江慕水給陸霖晟打了一個電話,很久以後通了,是一個女人接的。
許久之後江慕水才臉色蒼白地掛掉了電話,對反複提問的警察說:“我爸媽已經去世了,我沒有家。你們派輛車,送我去醫院吧。”
沐喬喬也在錄完口供之後失蹤了,不接她的電話,江慕水在醫院度過的那十幾天,如行屍走肉,度日如年。
真是比死了還不如。
江慕水後來沒有把那些感受告訴任何人,她的愛人、親人、閨蜜朋友,好像在同一時間全部都背棄了她,她感覺自己被全世界拋棄了,她的病房門隻要一打開,就有人用眼神在往她身上貼標簽,多半是同情的,打量的,思慮的都是好的方麵的,可一樣不好受。
再接著從醫院出來,街坊鄰居的目光就變成了嫌棄、厭惡、指指點點,離她遠的就好像怕她把晦氣傳到自己小孩身上一樣。
江慕水後來做律師,怎麼也想不明白,明明一件她才是受害者的再明顯不過的事件,為什麼因為她經受了那樣屈辱的對待後,懲罰的對象就突然掉了個。
她在現實的大蒸鍋裏備受煎熬,她每一次挺不過去的時候,就背大學的導師寫給他們的律師戒律,要告訴自己,信念堅定,不許動搖,她是社會安全和正義的保護者,她應該堅持對錯,做這個世界的標杆。
江慕水一直覺得自己做得到。
人生漫長,很多無關於己的事情人們都會淡忘,她也有一天會淡忘。
一定。
她是那個雷厲風行、精明能幹、看著甚至有點性冷淡的江慕水江律師卻在這一串恐怖的敲門聲中,把這兩年來自己建造的外殼敲碎到一塌糊塗。
她原來還是那麼怕的,她沒有通過心理醫師的檢測和肯定,也是有絕對的理由的。
她原來撐不過去
江慕水縮在浴缸裏麵,一直哭到嗓子啞了,眼淚再也掉不出來,縮在裏麵慘白著臉瑟瑟發抖,隻剩下最深的恐懼。
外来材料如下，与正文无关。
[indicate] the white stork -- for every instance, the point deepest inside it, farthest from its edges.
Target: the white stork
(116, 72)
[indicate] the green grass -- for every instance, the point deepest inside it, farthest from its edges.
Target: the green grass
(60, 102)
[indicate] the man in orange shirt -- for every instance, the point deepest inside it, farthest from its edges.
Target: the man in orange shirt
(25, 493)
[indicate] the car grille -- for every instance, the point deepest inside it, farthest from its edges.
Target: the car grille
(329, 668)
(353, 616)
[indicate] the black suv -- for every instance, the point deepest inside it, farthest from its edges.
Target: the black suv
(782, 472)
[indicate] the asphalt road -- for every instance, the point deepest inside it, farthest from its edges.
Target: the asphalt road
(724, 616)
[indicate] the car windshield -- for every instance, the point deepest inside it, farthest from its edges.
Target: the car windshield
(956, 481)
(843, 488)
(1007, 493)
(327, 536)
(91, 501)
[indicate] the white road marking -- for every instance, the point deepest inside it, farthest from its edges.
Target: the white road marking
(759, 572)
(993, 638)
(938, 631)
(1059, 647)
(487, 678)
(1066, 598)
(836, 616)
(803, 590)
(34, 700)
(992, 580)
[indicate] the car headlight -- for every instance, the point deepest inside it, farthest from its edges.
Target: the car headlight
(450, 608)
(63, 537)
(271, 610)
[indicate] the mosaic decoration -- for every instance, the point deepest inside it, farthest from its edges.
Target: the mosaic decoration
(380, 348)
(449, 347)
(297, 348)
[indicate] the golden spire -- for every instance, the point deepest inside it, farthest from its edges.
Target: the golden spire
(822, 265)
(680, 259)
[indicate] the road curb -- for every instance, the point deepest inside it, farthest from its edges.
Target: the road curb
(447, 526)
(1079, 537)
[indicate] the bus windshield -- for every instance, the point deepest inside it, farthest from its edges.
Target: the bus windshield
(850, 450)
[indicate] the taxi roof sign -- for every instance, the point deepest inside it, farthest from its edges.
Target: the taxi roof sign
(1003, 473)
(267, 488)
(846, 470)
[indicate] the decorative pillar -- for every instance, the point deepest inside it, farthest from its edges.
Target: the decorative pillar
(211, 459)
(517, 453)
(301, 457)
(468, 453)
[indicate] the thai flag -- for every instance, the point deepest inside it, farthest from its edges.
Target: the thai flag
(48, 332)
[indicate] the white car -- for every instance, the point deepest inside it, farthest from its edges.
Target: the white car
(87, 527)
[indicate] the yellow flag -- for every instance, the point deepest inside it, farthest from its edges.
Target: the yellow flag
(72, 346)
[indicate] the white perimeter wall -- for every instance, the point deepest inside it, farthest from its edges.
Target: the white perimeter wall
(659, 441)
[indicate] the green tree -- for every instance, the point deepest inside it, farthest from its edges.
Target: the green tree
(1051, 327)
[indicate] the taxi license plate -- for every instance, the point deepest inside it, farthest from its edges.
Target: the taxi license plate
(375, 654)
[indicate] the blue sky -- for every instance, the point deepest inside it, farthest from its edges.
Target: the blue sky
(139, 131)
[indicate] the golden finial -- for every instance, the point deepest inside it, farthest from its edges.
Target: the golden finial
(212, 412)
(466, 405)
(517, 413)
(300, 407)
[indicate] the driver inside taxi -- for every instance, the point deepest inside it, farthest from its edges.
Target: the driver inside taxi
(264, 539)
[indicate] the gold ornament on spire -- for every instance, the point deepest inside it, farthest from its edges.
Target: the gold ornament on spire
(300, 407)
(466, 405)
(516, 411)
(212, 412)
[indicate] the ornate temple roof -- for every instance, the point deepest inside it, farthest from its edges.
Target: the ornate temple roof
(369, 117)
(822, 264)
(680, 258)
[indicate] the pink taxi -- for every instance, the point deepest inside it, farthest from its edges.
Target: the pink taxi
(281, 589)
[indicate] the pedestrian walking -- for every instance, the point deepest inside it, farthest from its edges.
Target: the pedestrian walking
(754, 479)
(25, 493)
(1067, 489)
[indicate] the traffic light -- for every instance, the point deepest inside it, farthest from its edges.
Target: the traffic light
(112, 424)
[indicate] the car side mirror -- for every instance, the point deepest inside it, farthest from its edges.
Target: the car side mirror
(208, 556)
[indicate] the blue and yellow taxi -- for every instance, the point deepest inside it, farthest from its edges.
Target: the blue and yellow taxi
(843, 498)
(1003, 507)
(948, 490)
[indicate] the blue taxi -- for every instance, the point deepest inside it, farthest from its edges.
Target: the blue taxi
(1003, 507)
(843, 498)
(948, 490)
漸漸地好像聽不到外麵什麼聲音了,那些聲音隻剩下浴室百葉窗下麵人流車流的聲音,嗡嗡地在耳中炸開來,像生命最原本的生機勃勃的樣子。
外麵,有人的說話聲。
殷千城坐鎮在外麵,目睹和處理了這一起荒唐且情節嚴重的事件,等酒店的經理和高層一過來,處理完這件事,就著手推給高層的那些人處理這件事了。
所有人都走後,整個套房才恢複了安靜。
殷千城頓了頓,許久後才緩步走過去,到主臥的門前,仔細凝神聽卻聽不到一點的聲響,他抬了一下手,想敲門詢問一聲裏麵的情況,手又頓住。
最終,還是落下去,敲了敲門。
“事情已經解決了,外麵現在沒有人,隻有我。”
“可以開門了,江慕水。”
***
殷千城不知道裏麵發生了什麼。
他幽邃的冷眸凝著那扇門,裏麵一絲絲的動靜都沒有,沒有哭聲,鬧聲,反而靜得讓人心驚。他穩了穩心神,再次敲了敲門。
大約五分鍾後,門才開的。
江慕水幾分鍾前在裏麵的浴缸躺著,放開自己的耳朵,就這樣讓一切的感官都進來,進來她盯著明晃晃的白色天花板,終於抑製住了渾身的顫抖,眼睛眨也不眨,汗水滴下來刺激到,她也可以用手拂開,整個人,此刻是徹底的清醒了。
她回想起剛剛自己在殷千城麵前的表現,抬眸,看向衛生間門。
現在外麵那麼安靜,殷千城也沒有走,說明人是已經被驅趕走了,至少現在這個房間內,她是安全的。
安全的。
這三個字給了江慕水力量,讓江慕水慢慢地從浴缸裏爬出來,全身雖然依舊微微瑟縮著,但已經不害怕了。
她踉蹌著走到鏡子前站穩,才看到了紅著眼眶一身狼狽的自己。
門開的那一瞬,殷千城的心頭是略過一絲震撼的。
江慕水明顯已經整理過自己。
她巴掌大的小臉上除了眼睛有些紅腫之外,別處都已經洗臉清理過,頭發也梳理好紮了起來,所以渾身上下,除了身上那套過夜的黑色的小職業套裝皺了一點之外,其他地方壓根就沒有一絲剛剛她情緒崩、潰驚慌失措的痕跡。
一絲都沒有。
纖長卷翹的睫毛低垂著,顫了顫,江慕水平靜如水的目光越過他看向他身後,開口問:“人都走了吧?怎麼走的?”